This is how the Day of the Dead was reduced to only two days, November 1 and 2, although in other regions such as Oaxaca and Puebla it is extended to several days, as it is believed that those who died of unnatural causes arrive home days earlier.

Pre-Hispanic customs of cremating the dead or burying them at home were eliminated and corpses began to be deposited in churches (the rich inside and the poor in the atrium). Spanish customs were adopted, such as the consumption of desserts in the shape of bones that derived in the popular pan de muerto (bread of the dead) and sugar skulls.
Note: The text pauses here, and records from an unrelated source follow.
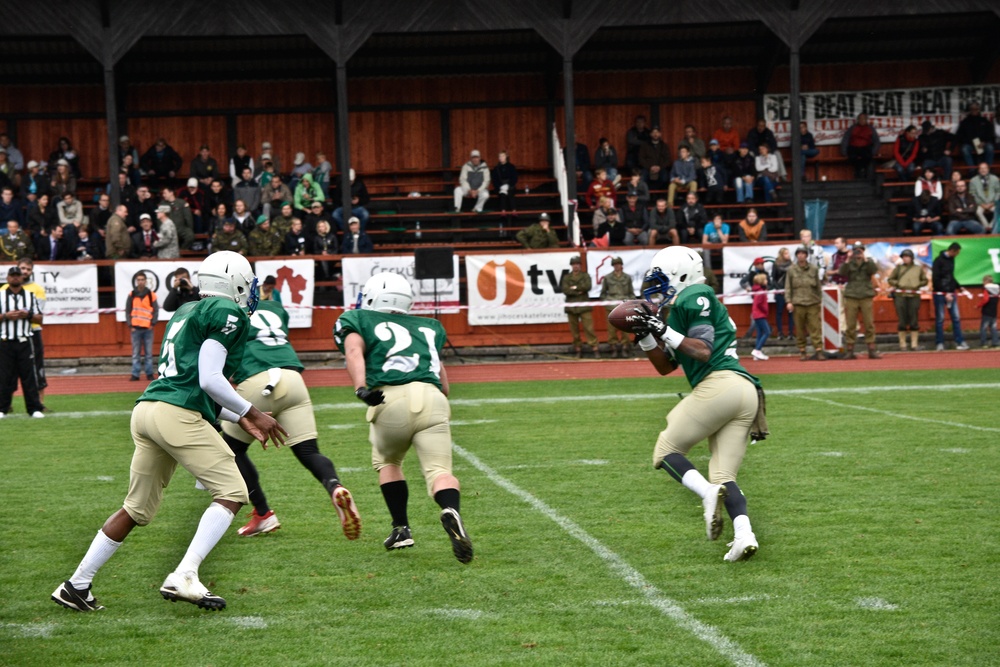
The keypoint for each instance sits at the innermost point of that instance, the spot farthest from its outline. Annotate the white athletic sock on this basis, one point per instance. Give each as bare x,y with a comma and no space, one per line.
100,551
213,525
695,481
741,525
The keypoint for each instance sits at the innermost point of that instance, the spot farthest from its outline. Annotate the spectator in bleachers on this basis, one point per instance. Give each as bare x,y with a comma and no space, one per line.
504,179
808,142
929,182
15,156
905,152
181,215
662,224
355,239
359,200
634,219
925,211
936,148
860,145
693,219
34,183
713,178
636,136
962,212
606,157
977,137
229,238
683,173
654,159
539,235
65,151
160,163
716,231
694,143
144,238
727,136
274,195
237,163
63,180
744,167
263,241
473,182
985,190
753,228
601,186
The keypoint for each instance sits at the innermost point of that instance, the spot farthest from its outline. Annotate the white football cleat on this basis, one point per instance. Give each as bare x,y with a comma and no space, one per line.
741,548
713,502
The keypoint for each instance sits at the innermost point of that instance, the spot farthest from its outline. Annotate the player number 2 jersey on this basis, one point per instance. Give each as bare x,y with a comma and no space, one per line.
191,325
399,349
698,306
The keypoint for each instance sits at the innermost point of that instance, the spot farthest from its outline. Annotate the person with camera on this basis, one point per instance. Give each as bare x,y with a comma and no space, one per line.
182,291
858,296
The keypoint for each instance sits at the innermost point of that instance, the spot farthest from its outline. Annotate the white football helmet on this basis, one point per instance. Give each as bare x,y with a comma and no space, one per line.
386,293
229,274
671,270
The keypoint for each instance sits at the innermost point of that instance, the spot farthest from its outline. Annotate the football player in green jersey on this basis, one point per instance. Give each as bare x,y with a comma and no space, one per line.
726,405
172,423
394,361
270,377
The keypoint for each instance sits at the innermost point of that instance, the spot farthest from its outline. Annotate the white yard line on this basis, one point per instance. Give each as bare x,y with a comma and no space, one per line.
668,607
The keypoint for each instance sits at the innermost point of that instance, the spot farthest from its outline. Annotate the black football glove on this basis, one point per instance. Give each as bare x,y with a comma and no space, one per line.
370,396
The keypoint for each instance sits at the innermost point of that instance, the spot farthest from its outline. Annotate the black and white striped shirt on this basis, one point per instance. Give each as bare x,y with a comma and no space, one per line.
11,329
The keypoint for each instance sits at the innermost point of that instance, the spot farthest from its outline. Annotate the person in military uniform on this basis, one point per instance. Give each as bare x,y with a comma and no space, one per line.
16,244
229,238
858,296
394,361
172,423
270,377
617,286
538,235
576,287
263,241
693,330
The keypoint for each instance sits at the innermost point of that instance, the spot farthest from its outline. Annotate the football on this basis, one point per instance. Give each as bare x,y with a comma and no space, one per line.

The custom of placing an altar with candles also began, in this way relatives prayed for the soul of the deceased to reach heaven. Likewise, it became traditional to visit the cemeteries, which were created until the end of the 18th century, as a way to prevent illnesses by building them on the outskirts of the cities.

Day of the Dead in Mexico

  • In Huaquechula, Puebla, a white altar is placed with figures of angels and with different levels, ranging from three to five.
  • In the Huasteca of Veracruz and Hidalgo, an altar is made with a reed arch decorated with cempasúchil flowers, foliage, fruit and bread hung with a rope.
  • The Mayan towns of the Yucatan Peninsula use a table with embroidered tablecloths or banana leaves on which they place the favorite food of the deceased, such as the mucbipollo or giant chicken tamale.
  • In Ocotepec, Morelos, a table is set forming the body of the deceased with their clothes and a sugar skull, decorated candles, flowers and the favorite foods of the loved one.
  • In the Isthmus of Tehuantepec, Xandu’ is celebrated, which in the Zapotec language means “saint”; altars are placed with arches made of banana or cane stalks with fruits, bread and flowers.
  • In Michoacán, specifically in Janitzio and Tzintzuntzan, arches of cempasúchil flowers are made with sugar candies, fruits, bread and the favorite drinks of the deceased; these are taken to the cemetery and the vigil is held during the night of November 1.
  • Other places where altars are placed on graves and wakes are held are Mixquic and San Lorenzo Tezonco in Mexico City, Santa Cruz Xoxocotlán in Oaxaca, the Mixteca Poblana and the Toluca Valley.

Let’s keep alive the celebration of the Day of the Dead, a tradition that helps us remember all our loved ones with color, celebration, aromas, joy and flavor!